A strong earthquake has rattled central Italy, with the country's civil protection department reporting building collapses "in numerous places".
The US Geological Survey (USGS) said the earthquake struck about 6km north of Norcia, 10km deep at a magnitude of 6.6, revised from its intial reports of 7.1 magnitude at 108km deep.
Italy's civil protection department, Protezione Civile, said the earthquake had brought down buildings in "numerous places" in the centre of the country.
It also said there was no word yet on any casualties. State broadcaster RAI said three people were rescued from rubble in the town of Ussita, but there were no reports of deaths.
Live television coverage showed the collapse of a church in the centre of Norcia, a town near Perugia in Umbria. Parts of the town had already been sealed off.
Frightened residents rushed into squares and streets after the shake, about 7.40am local time.
It was more powerful than the 6.2 earthquake in August, which killed almost 300 people in the region and levelled several small towns.
Local authorities said many towns and villages already battered by the August quake had seen further significant damage.
"This morning's quake has hit the few things that were left standing. We will have to start from scratch," Michele Franchi, the deputy mayor of Arquata del Tronto, told Rai television.
Many of those places were evacuated after the August shake and were largely deserted on Sunday morning.
Buildings damaged in Norcia included the historic Basilica of St. Benedict and the town hall.
The shake was felt as far north as Bolzano near the border with Austria, and as far south as the Puglia region at the southern tip of the Italian peninsula.
It was felt strongly in the capital, Rome, where services on the Metro were suspended.
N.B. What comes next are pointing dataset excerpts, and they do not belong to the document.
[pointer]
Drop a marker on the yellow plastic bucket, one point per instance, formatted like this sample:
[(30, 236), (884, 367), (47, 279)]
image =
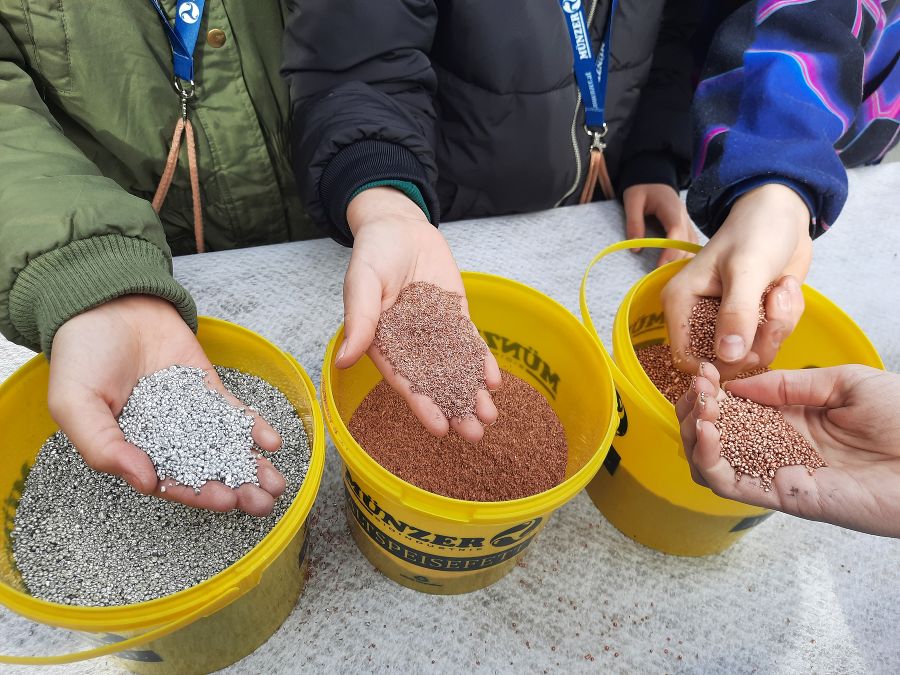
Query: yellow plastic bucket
[(440, 545), (208, 626), (645, 488)]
The nearby towns of Castelsantangelo, Preci and Visso were mainly abandoned after two earthquakes last week.
New Zealand's Ministry of Foreign Affairs and Trade said it was not aware of any New Zealanders affected by the quake.
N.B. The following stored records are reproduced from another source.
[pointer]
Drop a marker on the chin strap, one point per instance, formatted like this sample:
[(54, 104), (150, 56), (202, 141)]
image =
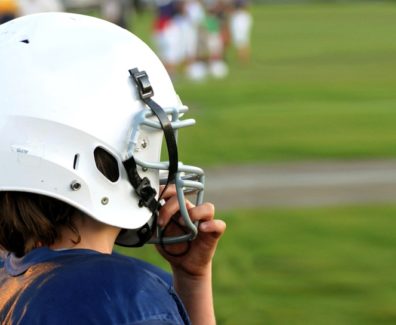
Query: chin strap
[(142, 186)]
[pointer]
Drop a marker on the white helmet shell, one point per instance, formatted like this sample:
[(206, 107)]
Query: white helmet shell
[(65, 91)]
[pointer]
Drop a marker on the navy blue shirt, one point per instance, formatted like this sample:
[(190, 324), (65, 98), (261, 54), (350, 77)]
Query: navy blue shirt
[(85, 287)]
The New Zealand Embassy in Rome was contacting New Zealanders registered on SafeTravel thought to be in the affected area to confirm their safety.
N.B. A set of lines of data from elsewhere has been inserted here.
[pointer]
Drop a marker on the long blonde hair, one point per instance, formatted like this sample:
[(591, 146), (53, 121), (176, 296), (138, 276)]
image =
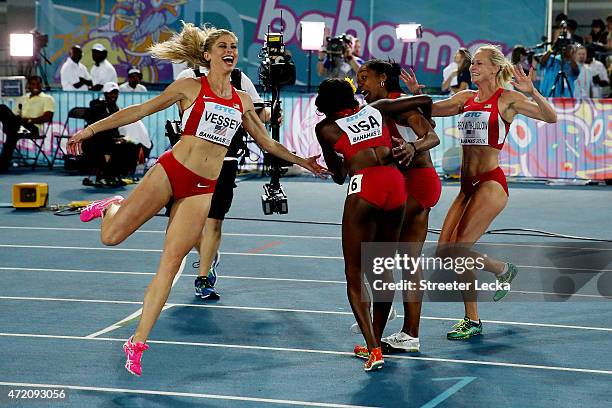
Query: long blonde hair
[(497, 58), (188, 45)]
The ministry said 217 New Zealanders were registered on SafeTravel as being in Italy.
Italy sits on two fault lines, making it one of the most seismically active countries in Europe.
Before this year, the last major earthquake to hit the country struck the central city of L'Aquila in 2009, killing more than 300 people.
The most deadly since the start of the 20th century came in 1908, when an earthquake followed by a tsunami killed an estimated 80,000 people in the southern regions of Reggio Calabria and Sicily.